The group also stopped opening its high street stores seven-days-a-week and stressed that it had seen very few complaints from customers over the change.
Metro Bank said the moves are on track to save the business £80 million by the end of 2024 as part of its turnaround efforts.
The company has been seeking to improve its performance shareholders approved a funding package last November worth £925 million to secure its future on Britain’s high streets.
Shareholders gave the green light to a capital fundraise which saw Colombian billionaire Jaime Gilinski Bacal become a majority shareholder in the group with a 53% stake.
The lender, which remained listed on the London Stock Exchange, said on Wednesday that it saw net loans dip 6% to £11.5 billion over the past half-year, amid a shift towards higher yielding commercial and SME lending.
It upgraded its profit forecasts as a result, indicating its will return to profitability in the final quarter of the year.
Metro Bank also revealed that it has started construction on a new site in Chester and signed a lease in Gateshead, with plans to grow further in the North and East Midlands.

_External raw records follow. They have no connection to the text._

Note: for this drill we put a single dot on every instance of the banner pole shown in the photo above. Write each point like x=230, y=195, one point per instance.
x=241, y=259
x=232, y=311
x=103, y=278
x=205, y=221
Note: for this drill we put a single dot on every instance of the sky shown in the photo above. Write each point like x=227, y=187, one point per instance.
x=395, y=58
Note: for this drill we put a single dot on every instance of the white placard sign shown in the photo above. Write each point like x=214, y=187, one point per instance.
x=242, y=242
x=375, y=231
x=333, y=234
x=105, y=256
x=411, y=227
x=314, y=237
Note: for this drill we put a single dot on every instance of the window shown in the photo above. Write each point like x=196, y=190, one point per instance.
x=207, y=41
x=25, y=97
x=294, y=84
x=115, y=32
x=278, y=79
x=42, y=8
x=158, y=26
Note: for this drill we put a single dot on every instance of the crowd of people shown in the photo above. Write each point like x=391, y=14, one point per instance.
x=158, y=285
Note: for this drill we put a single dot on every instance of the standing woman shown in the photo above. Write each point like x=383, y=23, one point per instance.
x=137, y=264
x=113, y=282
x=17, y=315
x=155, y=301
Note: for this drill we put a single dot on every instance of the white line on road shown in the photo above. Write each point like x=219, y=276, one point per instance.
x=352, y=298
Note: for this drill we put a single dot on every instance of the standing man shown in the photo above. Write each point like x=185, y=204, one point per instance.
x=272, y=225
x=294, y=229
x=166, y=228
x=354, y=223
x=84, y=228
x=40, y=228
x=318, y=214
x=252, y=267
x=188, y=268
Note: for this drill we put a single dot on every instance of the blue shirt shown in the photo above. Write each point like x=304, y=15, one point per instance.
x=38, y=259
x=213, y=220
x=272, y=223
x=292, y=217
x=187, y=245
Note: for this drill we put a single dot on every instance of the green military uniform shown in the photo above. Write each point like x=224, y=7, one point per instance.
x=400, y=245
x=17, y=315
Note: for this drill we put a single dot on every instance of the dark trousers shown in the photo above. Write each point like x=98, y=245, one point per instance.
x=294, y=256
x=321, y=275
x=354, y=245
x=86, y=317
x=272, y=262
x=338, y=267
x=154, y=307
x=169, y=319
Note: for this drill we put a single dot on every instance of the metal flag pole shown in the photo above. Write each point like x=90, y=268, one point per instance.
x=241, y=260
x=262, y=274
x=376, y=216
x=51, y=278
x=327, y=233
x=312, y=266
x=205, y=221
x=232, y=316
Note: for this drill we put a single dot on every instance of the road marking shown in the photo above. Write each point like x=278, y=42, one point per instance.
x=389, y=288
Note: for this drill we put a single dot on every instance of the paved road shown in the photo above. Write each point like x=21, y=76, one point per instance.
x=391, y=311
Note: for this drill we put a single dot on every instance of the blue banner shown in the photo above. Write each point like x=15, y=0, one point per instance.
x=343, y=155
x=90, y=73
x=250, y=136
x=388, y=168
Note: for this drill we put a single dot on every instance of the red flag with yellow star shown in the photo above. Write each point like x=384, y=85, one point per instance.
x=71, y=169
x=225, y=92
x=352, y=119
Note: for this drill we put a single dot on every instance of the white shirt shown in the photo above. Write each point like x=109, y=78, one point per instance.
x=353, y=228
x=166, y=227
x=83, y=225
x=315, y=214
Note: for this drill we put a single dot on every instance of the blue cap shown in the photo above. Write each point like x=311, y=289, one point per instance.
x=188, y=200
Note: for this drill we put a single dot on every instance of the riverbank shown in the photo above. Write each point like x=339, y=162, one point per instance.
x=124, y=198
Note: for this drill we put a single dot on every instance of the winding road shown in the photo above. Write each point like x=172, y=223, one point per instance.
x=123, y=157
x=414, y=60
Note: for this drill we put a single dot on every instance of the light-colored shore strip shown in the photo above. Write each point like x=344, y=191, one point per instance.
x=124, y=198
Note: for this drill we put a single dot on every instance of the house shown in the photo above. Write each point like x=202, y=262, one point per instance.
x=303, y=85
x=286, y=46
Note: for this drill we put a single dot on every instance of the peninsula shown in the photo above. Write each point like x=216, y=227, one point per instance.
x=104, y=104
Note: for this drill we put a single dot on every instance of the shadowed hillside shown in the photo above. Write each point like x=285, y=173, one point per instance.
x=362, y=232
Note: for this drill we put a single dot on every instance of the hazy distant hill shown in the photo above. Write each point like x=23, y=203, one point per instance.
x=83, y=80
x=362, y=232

Daniel Frumkin, chief executive officer of Metro Bank, said: “Metro Bank has made significant underlying progress during the first half of 2024.
“We have built real momentum in credit approved pipelines across commercial, corporate and SME lending, whilst expanding spreads in retail mortgages and repricing deposits.
“At the same time, our continued cost discipline is creating a simpler, more agile bank that is fit for the future.”
Robert Sage at Peel Hunt said the outlook for the company has “been transformed” following the positive update.
Shares were 30% higher on Wednesday afternoon as a result.